Voting has begun for the 2020 territory election, with a record number of Canberrans casting their votes when polls opened on Monday.
As of 4pm Monday, 7300 Canberrans had already visited the ballot box, including Chief Minister Andrew Barr and his family.
It was almost triple the number of votes cast on the first day of early voting in 2016.
It came as Mr Barr hit out at the Liberals and the Greens for failing to submit any policies to Treasury for costing in time for the start of voting.
As of Monday, Labor was the only party to have policies submitted on the ACT Treasury website.
"It's incumbent upon all parties who would seek to form government, or be part of a government, or seek to form a parliamentary agreement with a major party to put their policies in for costing," he said.
"The sooner they do so the better, so that voters can know whether their policies stack up and are deliverable or not, and the parties can explain how they will pay for the commitments that they're making.
"There have been some extravagant commitments made, particularly by the Canberra Liberals in forgoing hundreds of millions of dollars in revenue and then seeking to spend nearly a billion dollars in new commitments.
"They have to explain how they will be paid for and they have to start submitting costings into the treasury process."
Greens Leader Shane Rattenbury said the party submitted three policies for costing on Monday afternoon.
He said all the Greens' major election commitments would be costed.
Mr Rattenbury said the party had been detailed in its policy announcements, but the costings would provide independent verification.
"I certainly think it's important your key policies, particularly where they've had a strong focus in the election campaign, do get costed," he said.
Liberal Leader Alistair Coe said the party would be submitting policies to treasury in the coming days.
"The Labor-Greens government has had access to the treasury for 19 years, the Canberra Liberals have had access for less than 19 days," he said.
"We have of course, with each policy announcement released the cost of the policy and will be complying with the treasury process.
"The Canberra Liberals are proud of the commitments already made, and we look forward to making more commitments over the coming days and weeks.
"We'll of course comply with the treasury process, but everything we do is about lowering taxes and delivering better services."
Mr Coe said he would casting his vote sometime in the coming weeks.
Mr Barr voted at CMAG about 10am on Monday morning with his partner Anthony, parents, brother, sister in law and niece and nephew by his side.
He was the first leader of a major political party to cast a vote in the election.
"People will find it easy and straightforward.
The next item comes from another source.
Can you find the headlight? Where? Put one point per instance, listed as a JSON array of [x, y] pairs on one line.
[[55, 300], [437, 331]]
With 15 early voting centres available across the territory, we are very strongly encouraging people to vote early and to vote safely," Mr Barr said.
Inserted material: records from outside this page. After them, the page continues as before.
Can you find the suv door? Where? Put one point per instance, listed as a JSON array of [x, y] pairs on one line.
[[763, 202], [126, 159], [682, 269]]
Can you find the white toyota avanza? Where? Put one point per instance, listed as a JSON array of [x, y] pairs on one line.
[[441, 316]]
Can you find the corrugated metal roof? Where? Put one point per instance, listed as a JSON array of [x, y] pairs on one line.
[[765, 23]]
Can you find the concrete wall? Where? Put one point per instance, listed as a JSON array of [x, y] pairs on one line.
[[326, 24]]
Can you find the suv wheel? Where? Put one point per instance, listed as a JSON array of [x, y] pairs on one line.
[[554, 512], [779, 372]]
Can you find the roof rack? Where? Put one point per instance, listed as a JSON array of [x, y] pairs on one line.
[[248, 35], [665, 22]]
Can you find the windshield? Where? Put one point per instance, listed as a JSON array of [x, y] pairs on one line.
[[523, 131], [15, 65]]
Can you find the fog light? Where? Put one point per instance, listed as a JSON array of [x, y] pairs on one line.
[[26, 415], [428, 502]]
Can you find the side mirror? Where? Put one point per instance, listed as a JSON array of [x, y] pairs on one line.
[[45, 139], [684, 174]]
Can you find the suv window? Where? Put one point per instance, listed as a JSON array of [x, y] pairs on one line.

Elections ACT is encouraging voters to head to the ballot box early to help keep voting COVID safe, avoiding crowds on the October 17 election day.
Voting is open for three weeks, every day between September 28 and election day.
Voters may vote at any polling place in the ACT, regardless of the electorate they are enrolled in.
It is expected up to 80 per cent of Canberrans will vote before the October 17 election day.